We live and work in a 2.0 world*: Web 2.0, Library 2.0, Museum 2.0, Classroom 2.0, Chocolate 2.0, Pepsi Bottling 2.0, 2.0 2.0, etc., etc., etc. Everybody’s got their own definition of what makes 2.0 different from what came before. 2.0 means “collaborative to the extreme” or “latest technology” or “easier to use” or “user-centered” or “interoperable” or “hip and now–you know, like groovy.”
For me, there is one core characteristic for “2.0” in the web, library, and museum worlds in which I live, move, and have my being: 2.0 = the lowering of barriers.
On the web, the main barrier to participation is code. So barrier-surmounting technologies include blogs and Twitter and WYSIWYG website editors–anything characterized by its ability to get users up and running as participants in the conversation without a lot of effort (read: coding). Ajax, CSS, XML–these things, while critical behind the scenes for many a 2.0 tool, are not themselves 2.0.** They are not intuitive; they do not lower the barriers between average user and participation. YouTube and Flickr and their simple interfaces do.

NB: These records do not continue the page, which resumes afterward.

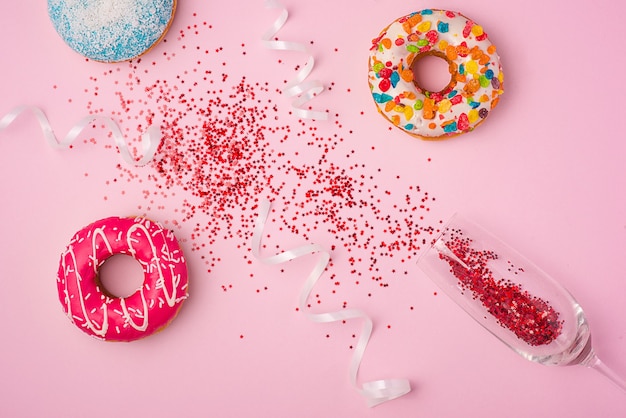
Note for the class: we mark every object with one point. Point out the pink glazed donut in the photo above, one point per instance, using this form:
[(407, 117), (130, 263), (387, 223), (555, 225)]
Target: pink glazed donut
[(151, 308)]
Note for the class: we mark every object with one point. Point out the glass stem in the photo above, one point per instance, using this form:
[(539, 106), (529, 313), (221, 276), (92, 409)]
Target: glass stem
[(593, 361)]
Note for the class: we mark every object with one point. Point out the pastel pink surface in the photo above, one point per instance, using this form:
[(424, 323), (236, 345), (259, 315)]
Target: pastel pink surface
[(544, 172)]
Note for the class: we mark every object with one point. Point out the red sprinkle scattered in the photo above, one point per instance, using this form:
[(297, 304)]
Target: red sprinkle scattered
[(532, 319)]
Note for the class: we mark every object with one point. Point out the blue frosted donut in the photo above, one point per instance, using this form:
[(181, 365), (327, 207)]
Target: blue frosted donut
[(111, 30)]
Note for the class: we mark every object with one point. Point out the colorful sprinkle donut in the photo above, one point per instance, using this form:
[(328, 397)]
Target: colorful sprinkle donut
[(151, 308), (476, 78), (111, 30)]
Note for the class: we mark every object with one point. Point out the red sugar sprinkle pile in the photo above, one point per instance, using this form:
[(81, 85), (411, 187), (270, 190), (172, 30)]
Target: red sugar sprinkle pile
[(225, 148), (532, 319)]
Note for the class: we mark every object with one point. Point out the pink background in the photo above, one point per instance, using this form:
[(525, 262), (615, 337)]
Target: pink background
[(545, 172)]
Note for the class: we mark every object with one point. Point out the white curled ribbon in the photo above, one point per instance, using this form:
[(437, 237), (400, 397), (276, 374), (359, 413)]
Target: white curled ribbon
[(150, 140), (303, 91), (375, 392)]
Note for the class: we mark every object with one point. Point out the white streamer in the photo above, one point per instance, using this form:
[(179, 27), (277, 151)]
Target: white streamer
[(375, 392), (149, 140), (302, 91)]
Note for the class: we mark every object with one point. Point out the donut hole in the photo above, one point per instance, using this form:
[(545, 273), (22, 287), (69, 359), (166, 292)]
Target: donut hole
[(431, 73), (120, 276)]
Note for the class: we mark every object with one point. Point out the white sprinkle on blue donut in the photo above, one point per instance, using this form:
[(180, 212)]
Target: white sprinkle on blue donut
[(111, 30)]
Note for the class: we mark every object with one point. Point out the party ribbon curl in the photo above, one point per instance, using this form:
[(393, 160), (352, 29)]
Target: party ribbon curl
[(303, 91), (375, 392), (150, 140)]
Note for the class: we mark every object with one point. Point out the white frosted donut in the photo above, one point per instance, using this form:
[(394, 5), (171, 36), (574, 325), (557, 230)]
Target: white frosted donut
[(111, 30), (476, 78), (151, 308)]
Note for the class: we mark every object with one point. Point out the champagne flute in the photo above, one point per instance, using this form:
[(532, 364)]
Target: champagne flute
[(511, 297)]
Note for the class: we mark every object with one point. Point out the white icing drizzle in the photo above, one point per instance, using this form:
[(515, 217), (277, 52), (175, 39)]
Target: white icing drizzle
[(136, 311)]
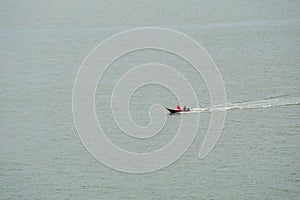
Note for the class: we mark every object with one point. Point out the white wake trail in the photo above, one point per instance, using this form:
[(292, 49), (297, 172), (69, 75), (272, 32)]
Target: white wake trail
[(250, 105)]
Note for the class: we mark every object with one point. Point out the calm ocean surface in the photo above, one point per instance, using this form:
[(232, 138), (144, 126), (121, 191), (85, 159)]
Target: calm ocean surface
[(256, 46)]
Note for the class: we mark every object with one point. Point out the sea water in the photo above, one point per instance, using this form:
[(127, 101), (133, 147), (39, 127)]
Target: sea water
[(256, 48)]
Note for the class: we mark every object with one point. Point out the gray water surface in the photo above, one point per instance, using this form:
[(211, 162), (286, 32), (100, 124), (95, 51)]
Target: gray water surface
[(256, 46)]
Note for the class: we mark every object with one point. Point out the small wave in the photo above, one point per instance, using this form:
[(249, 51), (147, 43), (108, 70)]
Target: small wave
[(265, 103)]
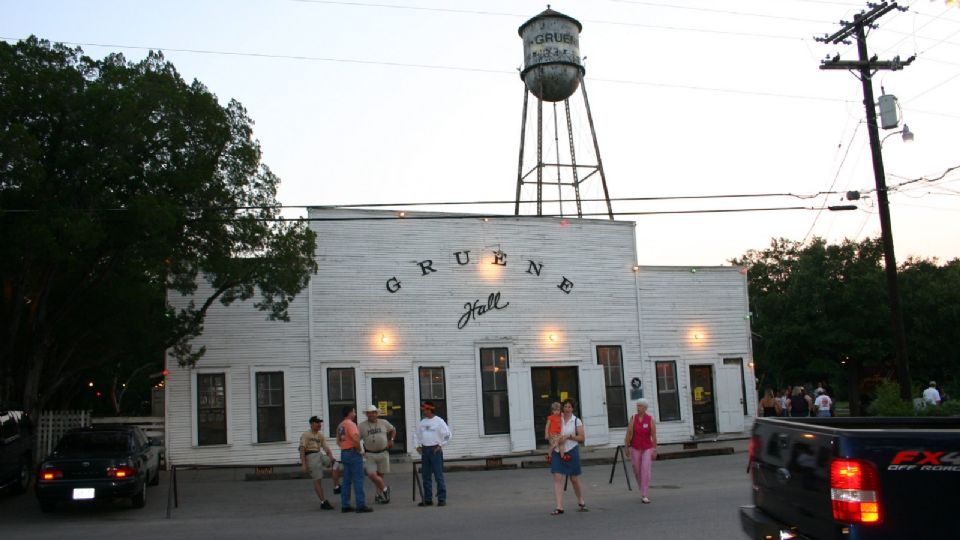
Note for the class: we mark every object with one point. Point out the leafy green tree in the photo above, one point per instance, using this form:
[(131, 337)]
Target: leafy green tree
[(821, 311), (119, 182)]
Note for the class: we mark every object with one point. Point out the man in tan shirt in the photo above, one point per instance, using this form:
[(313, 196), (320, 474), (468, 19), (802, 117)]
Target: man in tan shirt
[(377, 434), (315, 456)]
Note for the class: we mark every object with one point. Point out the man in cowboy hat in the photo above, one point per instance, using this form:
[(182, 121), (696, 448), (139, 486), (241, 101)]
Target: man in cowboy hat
[(431, 435)]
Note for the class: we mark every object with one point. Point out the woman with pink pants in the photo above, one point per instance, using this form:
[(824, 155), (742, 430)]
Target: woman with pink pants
[(642, 442)]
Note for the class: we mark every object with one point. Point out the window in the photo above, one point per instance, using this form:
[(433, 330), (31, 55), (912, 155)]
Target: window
[(611, 358), (271, 422), (493, 379), (211, 408), (432, 388), (668, 399), (341, 391)]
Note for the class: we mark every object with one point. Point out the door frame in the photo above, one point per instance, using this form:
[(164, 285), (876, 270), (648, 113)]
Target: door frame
[(713, 395), (368, 377)]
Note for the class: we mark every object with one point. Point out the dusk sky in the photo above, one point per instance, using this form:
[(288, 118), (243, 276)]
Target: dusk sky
[(420, 101)]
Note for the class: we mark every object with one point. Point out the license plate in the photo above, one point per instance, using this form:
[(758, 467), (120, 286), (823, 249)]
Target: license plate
[(82, 494)]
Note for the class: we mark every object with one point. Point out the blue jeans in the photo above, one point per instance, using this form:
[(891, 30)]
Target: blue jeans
[(433, 466), (352, 476)]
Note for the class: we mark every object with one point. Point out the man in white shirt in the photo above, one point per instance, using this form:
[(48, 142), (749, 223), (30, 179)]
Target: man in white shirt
[(430, 437), (931, 395), (377, 434)]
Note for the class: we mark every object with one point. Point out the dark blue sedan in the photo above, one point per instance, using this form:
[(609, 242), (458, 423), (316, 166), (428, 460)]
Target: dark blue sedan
[(101, 462)]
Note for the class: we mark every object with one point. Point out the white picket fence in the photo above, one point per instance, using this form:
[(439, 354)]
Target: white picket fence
[(53, 424)]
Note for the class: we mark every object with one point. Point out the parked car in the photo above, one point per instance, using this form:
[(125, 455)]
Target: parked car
[(16, 451), (853, 478), (100, 462)]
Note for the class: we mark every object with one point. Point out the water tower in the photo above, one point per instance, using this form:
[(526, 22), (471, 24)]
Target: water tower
[(552, 72)]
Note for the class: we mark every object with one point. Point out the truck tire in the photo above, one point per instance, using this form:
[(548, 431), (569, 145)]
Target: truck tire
[(140, 499)]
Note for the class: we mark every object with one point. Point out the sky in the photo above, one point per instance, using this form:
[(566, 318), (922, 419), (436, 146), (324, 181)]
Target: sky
[(420, 101)]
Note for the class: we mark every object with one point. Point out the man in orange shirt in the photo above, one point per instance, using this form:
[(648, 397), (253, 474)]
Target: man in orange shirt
[(351, 456)]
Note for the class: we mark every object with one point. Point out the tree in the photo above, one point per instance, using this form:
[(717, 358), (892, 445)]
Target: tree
[(814, 306), (820, 310), (120, 182)]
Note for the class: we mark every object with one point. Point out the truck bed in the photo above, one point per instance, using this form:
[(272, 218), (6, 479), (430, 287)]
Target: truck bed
[(917, 461)]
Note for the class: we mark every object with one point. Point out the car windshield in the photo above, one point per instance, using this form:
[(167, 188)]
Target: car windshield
[(93, 442)]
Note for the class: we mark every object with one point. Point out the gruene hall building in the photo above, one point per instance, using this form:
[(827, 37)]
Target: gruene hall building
[(490, 319)]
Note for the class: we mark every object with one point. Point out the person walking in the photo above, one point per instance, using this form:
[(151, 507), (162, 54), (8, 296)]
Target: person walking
[(351, 456), (570, 436), (823, 404), (769, 405), (377, 435), (315, 456), (431, 436), (642, 441), (931, 395)]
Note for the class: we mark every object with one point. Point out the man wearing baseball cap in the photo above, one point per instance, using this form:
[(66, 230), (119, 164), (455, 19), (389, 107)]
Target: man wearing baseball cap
[(431, 435), (315, 456), (378, 435)]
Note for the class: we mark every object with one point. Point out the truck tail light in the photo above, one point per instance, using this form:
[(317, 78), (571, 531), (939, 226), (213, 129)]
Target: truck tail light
[(48, 474), (855, 491), (122, 471)]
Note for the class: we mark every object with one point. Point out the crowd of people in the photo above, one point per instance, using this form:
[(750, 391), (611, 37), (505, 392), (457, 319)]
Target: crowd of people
[(364, 448), (796, 401), (364, 452)]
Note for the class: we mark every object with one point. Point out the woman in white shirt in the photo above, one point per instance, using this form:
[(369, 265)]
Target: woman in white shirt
[(571, 435)]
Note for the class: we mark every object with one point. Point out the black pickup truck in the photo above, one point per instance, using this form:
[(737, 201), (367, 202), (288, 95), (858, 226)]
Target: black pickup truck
[(854, 478)]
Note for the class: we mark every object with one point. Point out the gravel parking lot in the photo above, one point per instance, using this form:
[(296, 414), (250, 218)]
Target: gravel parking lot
[(690, 497)]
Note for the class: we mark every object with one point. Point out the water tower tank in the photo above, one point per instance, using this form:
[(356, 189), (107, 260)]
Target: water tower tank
[(551, 55)]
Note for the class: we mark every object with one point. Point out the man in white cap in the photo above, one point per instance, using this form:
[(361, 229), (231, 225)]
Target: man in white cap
[(931, 395), (377, 435)]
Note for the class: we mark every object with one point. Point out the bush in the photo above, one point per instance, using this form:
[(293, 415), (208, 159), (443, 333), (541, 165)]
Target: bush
[(889, 403), (947, 408)]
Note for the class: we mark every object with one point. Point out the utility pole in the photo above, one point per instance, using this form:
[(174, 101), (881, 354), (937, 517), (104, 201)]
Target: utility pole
[(866, 67)]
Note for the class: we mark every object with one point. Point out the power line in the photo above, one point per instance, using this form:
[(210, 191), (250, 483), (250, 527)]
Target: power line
[(835, 176), (527, 16), (439, 67), (462, 203), (721, 11)]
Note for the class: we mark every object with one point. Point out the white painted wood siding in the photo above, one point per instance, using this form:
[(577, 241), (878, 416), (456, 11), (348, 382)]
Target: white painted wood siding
[(352, 307), (240, 341), (678, 302)]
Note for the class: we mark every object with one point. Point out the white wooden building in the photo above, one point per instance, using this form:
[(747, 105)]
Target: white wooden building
[(491, 319)]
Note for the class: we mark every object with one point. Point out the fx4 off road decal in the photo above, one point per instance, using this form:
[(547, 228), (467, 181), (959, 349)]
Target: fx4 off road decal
[(924, 460)]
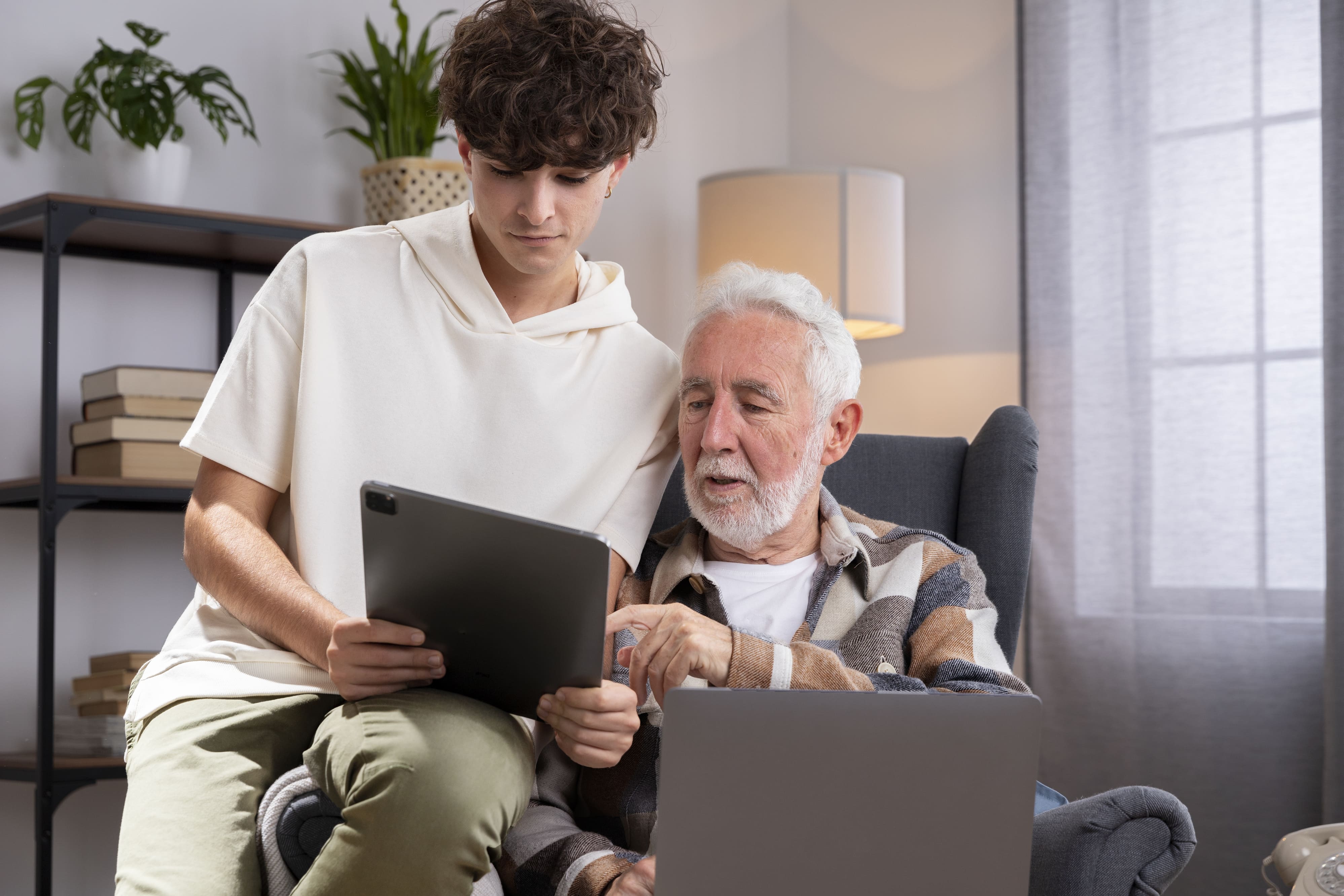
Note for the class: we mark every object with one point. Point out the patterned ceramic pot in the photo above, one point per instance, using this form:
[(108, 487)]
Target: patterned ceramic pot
[(410, 186)]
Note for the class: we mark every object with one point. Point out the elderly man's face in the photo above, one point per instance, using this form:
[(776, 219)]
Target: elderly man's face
[(751, 440)]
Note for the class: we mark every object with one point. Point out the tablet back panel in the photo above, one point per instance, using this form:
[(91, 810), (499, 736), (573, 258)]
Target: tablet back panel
[(796, 793), (517, 606)]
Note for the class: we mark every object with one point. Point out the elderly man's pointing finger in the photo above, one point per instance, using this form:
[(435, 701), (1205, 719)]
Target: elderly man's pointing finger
[(675, 643)]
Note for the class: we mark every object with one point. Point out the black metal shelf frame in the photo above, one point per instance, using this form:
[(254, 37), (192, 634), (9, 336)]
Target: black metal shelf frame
[(60, 218)]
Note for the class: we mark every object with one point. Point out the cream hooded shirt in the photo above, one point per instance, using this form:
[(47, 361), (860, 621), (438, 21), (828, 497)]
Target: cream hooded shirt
[(382, 354)]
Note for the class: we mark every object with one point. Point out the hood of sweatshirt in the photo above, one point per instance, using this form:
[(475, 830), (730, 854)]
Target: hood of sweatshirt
[(443, 245)]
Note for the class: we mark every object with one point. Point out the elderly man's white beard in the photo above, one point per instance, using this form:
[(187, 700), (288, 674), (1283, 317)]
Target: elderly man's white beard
[(745, 523)]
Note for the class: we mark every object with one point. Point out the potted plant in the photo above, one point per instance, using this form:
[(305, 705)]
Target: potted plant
[(138, 93), (397, 97)]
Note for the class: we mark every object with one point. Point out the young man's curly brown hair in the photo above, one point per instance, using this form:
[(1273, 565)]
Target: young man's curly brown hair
[(551, 82)]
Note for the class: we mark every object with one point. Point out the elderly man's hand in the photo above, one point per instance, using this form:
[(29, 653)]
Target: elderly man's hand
[(636, 882), (679, 643), (593, 726)]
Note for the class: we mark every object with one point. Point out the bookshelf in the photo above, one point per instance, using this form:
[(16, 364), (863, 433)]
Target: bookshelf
[(60, 225)]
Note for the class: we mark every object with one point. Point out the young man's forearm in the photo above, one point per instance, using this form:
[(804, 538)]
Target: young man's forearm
[(233, 557)]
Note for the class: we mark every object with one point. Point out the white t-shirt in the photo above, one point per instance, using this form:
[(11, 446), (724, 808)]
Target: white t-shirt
[(765, 600), (384, 354)]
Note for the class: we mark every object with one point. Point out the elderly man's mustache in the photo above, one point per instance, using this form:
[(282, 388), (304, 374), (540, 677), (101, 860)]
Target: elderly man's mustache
[(722, 466)]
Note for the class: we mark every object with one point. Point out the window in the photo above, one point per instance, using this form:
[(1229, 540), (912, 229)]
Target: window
[(1230, 264)]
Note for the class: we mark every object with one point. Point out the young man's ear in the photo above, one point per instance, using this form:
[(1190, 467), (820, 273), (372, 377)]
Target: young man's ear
[(617, 169), (464, 150)]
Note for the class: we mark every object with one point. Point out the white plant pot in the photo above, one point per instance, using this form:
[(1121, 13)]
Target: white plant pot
[(155, 177)]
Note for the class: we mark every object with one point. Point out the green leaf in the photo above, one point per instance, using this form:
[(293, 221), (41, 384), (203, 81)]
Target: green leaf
[(394, 96), (217, 107), (150, 37), (404, 25), (31, 111), (139, 95), (78, 112)]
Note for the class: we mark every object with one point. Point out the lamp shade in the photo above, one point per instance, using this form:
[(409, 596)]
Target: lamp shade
[(842, 229)]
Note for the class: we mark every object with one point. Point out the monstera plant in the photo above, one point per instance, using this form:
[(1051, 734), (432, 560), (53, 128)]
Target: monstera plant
[(138, 95)]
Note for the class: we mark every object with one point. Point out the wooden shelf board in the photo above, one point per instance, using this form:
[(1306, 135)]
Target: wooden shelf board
[(101, 481), (103, 492), (30, 761), (167, 230)]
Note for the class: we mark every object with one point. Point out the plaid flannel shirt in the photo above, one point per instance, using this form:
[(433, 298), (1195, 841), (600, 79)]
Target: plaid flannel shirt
[(893, 609)]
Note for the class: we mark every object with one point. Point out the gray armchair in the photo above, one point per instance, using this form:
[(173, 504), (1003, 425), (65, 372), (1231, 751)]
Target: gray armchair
[(1131, 842)]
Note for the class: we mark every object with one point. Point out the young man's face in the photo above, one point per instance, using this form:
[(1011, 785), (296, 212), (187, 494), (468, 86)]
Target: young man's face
[(537, 220)]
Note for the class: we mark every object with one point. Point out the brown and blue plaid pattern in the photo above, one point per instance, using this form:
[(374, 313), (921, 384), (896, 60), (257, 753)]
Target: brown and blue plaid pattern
[(893, 609)]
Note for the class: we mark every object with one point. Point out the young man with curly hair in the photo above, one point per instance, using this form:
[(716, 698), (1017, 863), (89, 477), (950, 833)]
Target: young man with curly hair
[(470, 354)]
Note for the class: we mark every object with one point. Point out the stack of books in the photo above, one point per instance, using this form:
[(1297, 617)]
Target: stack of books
[(134, 420), (105, 689), (89, 737)]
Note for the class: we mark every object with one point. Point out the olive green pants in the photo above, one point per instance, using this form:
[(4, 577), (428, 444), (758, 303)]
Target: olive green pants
[(428, 784)]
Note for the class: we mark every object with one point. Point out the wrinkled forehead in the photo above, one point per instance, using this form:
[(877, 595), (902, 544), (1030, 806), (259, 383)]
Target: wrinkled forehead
[(759, 350)]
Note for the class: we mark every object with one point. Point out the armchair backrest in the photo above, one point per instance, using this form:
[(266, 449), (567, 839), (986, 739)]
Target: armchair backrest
[(978, 495)]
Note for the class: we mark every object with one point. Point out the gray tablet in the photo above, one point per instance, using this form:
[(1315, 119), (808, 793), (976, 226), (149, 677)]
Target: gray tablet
[(517, 606)]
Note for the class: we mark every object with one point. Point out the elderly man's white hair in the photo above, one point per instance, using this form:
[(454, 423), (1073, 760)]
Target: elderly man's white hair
[(832, 367)]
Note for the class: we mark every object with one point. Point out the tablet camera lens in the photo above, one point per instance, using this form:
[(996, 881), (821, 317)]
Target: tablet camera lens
[(381, 503)]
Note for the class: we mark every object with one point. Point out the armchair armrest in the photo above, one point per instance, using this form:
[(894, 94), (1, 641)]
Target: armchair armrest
[(1131, 842)]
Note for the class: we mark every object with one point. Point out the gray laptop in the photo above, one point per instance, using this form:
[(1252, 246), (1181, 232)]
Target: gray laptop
[(518, 606), (796, 793)]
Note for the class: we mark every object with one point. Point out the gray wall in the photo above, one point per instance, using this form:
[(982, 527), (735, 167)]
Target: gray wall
[(753, 84), (927, 90)]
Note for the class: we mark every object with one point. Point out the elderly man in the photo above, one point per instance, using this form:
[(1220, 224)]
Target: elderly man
[(769, 585)]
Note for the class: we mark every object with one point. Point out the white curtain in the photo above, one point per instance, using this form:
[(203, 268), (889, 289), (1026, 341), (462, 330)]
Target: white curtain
[(1172, 155)]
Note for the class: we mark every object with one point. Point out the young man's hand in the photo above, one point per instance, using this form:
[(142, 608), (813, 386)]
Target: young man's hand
[(679, 643), (636, 882), (593, 726), (369, 658)]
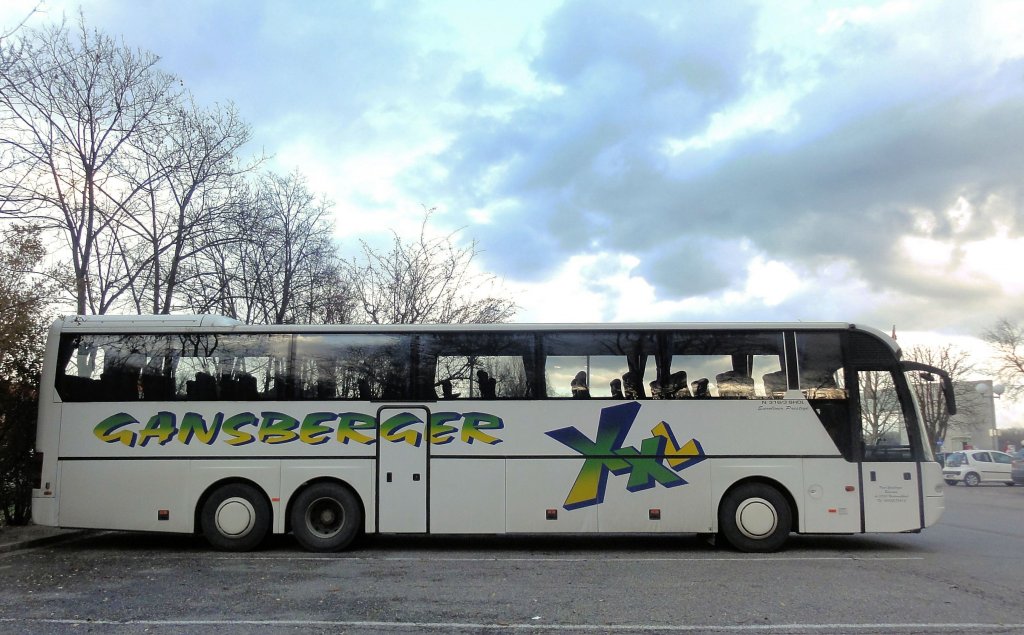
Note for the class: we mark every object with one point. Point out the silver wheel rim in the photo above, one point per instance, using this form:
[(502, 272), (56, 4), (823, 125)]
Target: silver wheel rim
[(757, 518), (235, 517), (325, 517)]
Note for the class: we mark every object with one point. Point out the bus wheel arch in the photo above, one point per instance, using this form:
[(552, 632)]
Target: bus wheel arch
[(757, 515), (326, 515), (235, 515)]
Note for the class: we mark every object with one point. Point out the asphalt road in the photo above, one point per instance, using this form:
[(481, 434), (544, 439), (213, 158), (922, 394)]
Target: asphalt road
[(964, 576)]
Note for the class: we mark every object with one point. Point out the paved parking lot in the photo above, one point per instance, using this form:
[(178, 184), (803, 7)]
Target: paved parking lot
[(966, 575)]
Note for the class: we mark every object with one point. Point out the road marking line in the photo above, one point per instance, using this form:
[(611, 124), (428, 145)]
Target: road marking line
[(563, 559), (600, 628)]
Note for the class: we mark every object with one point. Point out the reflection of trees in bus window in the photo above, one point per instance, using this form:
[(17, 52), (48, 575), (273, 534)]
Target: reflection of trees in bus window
[(350, 366), (881, 413), (820, 360), (114, 368), (588, 364), (476, 366), (724, 364)]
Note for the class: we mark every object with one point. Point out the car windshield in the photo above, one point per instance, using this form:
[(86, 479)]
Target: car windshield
[(954, 460)]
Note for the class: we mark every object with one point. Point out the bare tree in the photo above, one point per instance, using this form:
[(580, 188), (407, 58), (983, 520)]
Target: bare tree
[(429, 280), (71, 106), (1007, 339), (24, 304), (284, 265), (880, 409), (929, 389), (189, 175)]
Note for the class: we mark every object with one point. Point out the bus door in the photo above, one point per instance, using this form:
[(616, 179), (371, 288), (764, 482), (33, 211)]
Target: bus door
[(401, 469), (890, 479)]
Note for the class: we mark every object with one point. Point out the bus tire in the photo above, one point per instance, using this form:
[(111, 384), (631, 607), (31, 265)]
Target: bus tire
[(326, 516), (755, 517), (236, 517)]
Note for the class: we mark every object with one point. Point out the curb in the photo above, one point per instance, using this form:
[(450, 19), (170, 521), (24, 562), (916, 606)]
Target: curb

For museums, the big barrier is between the public and the institution as monolith. It is that fabled voice of authority that so often gets in the way of public participation. The conversation has too often (until more recent years) been very much one-way, with the public seen as supplicants at the Temple of Knowledge: lucky to be there and expected to be quiet and take what is given them by those who know better than they.